Construire une histoire courte pour réviser l’imparfait espagnol
La méthode concrète consiste à écrire (ou lire) un micro-récit de cinq à huit phrases qui décrit un souvenir d’enfance, une routine passée ou un lieu tel qu’il existait autrefois. Chaque phrase utilise l’imparfait parce qu’on décrit un état ou une habitude, pas un événement ponctuel.
Exemple : un été chez les grands-parents
Cuando era niño, pasaba los veranos en el pueblo de mis abuelos. La casa tenía un jardín enorme donde jugábamos todas las tardes. Mi abuela cocinaba tortilla mientras mi abuelo leía el periódico en la terraza. Los vecinos venían a cenar los sábados y nosotros comíamos helado de postre. Era una época tranquila.
On retrouve dans ce paragraphe era (ser, irrégulier), pasaba, tenía, jugábamos, cocinaba, leía, venían, comíamos. Huit verbes conjugués à l’imparfait, deux groupes représentés, un irrégulier, le tout dans une scène cohérente qui se visualise sans effort.
Adapter l’histoire à son niveau
Au début, on se limite à des verbes courants du premier groupe (-AR) : hablaba, cantaba, jugaba, cocinaba. On raconte une journée type. Puis on introduit des verbes en -ER/-IR : comía, vivía, leía, salía. Enfin, on glisse les trois irréguliers dans le récit. Chaque nouvelle histoire ajoute un cran de difficulté sans repartir de zéro.
On peut aussi transformer un souvenir personnel en mini-texte espagnol. C’est plus efficace qu’un exercice à trous parce qu’on mobilise du vocabulaire réel et qu’on produit des phrases complètes au lieu de remplir des cases.
Imparfait et passé simple dans un récit : repérer la bascule
La difficulté réelle de l’imparfait n’est pas sa conjugaison, mais le moment où l’on bascule vers le passé simple dans un même texte. En espagnol, le pretérito indefinido (passé simple) fait avancer l’action, tandis que l’imparfait pose le décor.
Reprenons l’histoire des grands-parents et ajoutons un événement :
Jugábamos en el jardín cuando, de repente, llegó una tormenta. Todos corrimos dentro de la casa.

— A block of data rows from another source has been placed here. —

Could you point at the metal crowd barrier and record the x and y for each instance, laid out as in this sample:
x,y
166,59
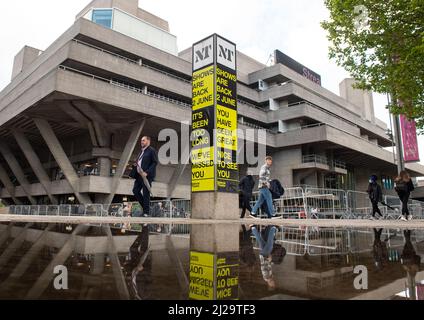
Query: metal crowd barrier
x,y
296,203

Jugábamos (imparfait) décrit l’action en cours. Llegó et corrimos (passé simple) sont des actions ponctuelles qui interrompent la scène. C’est cette alternance qui donne du relief au récit.

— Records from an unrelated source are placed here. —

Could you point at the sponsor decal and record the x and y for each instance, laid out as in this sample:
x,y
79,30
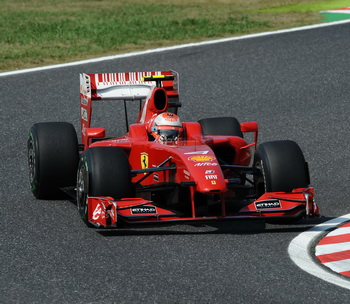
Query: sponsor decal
x,y
84,114
144,210
97,212
144,160
198,152
187,174
84,101
267,204
201,158
205,164
156,177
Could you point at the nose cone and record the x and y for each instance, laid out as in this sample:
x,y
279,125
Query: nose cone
x,y
211,183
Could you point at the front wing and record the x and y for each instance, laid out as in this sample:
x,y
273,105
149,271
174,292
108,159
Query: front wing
x,y
105,212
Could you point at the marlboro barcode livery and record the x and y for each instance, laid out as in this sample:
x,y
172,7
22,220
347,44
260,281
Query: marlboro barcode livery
x,y
165,169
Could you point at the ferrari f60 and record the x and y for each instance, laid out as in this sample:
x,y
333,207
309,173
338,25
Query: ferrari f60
x,y
165,170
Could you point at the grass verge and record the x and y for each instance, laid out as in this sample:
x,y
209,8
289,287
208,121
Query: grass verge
x,y
41,32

Lire des histoires où les deux temps coexistent entraîne le réflexe de distinction, bien plus que des règles abstraites sur « action terminée » contre « action en cours ».

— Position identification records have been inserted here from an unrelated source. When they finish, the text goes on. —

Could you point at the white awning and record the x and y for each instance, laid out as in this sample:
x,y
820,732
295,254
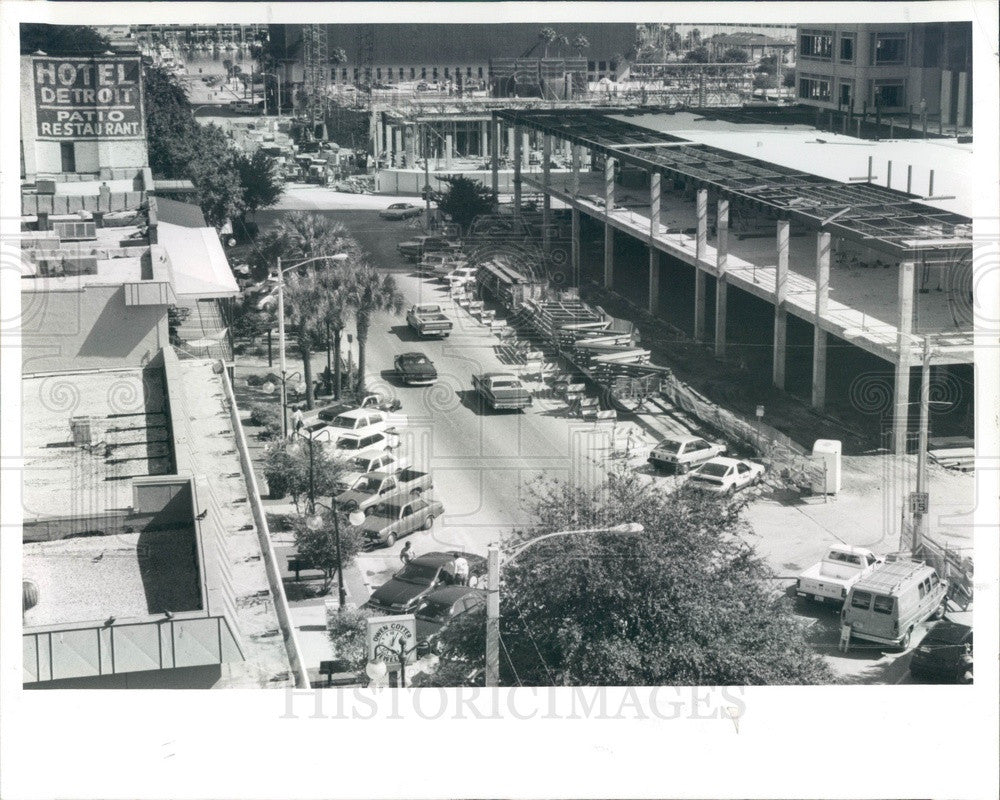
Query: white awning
x,y
198,262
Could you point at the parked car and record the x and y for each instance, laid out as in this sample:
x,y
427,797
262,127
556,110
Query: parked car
x,y
415,369
427,319
439,608
886,605
363,465
425,573
400,211
501,390
394,518
726,475
945,653
375,401
683,452
351,445
833,577
380,487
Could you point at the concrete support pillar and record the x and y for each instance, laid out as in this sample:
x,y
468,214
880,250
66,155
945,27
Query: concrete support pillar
x,y
946,96
819,335
963,90
574,185
701,245
575,246
609,232
518,142
901,402
495,160
780,312
721,280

Mettre en place un rituel de lecture en espagnol
Pour que la méthode fonctionne, on a besoin de régularité. Un texte court par jour, lu à voix haute, suffit à renforcer les automatismes. La fiction interactive et les récits courts en langue cible ont montré leur intérêt pour l’apprentissage guidé, notamment pour passer de l’écoute à la production orale autonome.
Quelques pistes concrètes pour intégrer ce rituel :
- Écrire trois phrases chaque soir décrivant sa journée passée, entièrement à l’imparfait (Hoy hacía calor. Trabajaba en casa. Mi gato dormía en el sofá.)
- Lire un micro-récit en espagnol et souligner chaque verbe à l’imparfait pour vérifier qu’on les identifie tous
- Réécrire un souvenir d’enfance en espagnol, en se limitant aux verbes réguliers dans un premier temps, puis en ajoutant ser, ir et ver
- Raconter le même souvenir à voix haute, sans support écrit, pour tester si les terminaisons viennent naturellement
Les retours varient d’un apprenant à l’autre sur le nombre de répétitions nécessaires, mais la régularité compte davantage que la durée de chaque session. Dix minutes quotidiennes avec un texte narratif ancrent mieux les formes verbales qu’une heure de tableaux de conjugaison le dimanche soir.
L’imparfait espagnol n’a que trois verbes irréguliers et deux jeux de terminaisons. Ce qui manque à la plupart des apprenants, ce n’est pas la règle, c’est un terrain concret pour la pratiquer. Une histoire, même de cinq phrases, fournit ce terrain.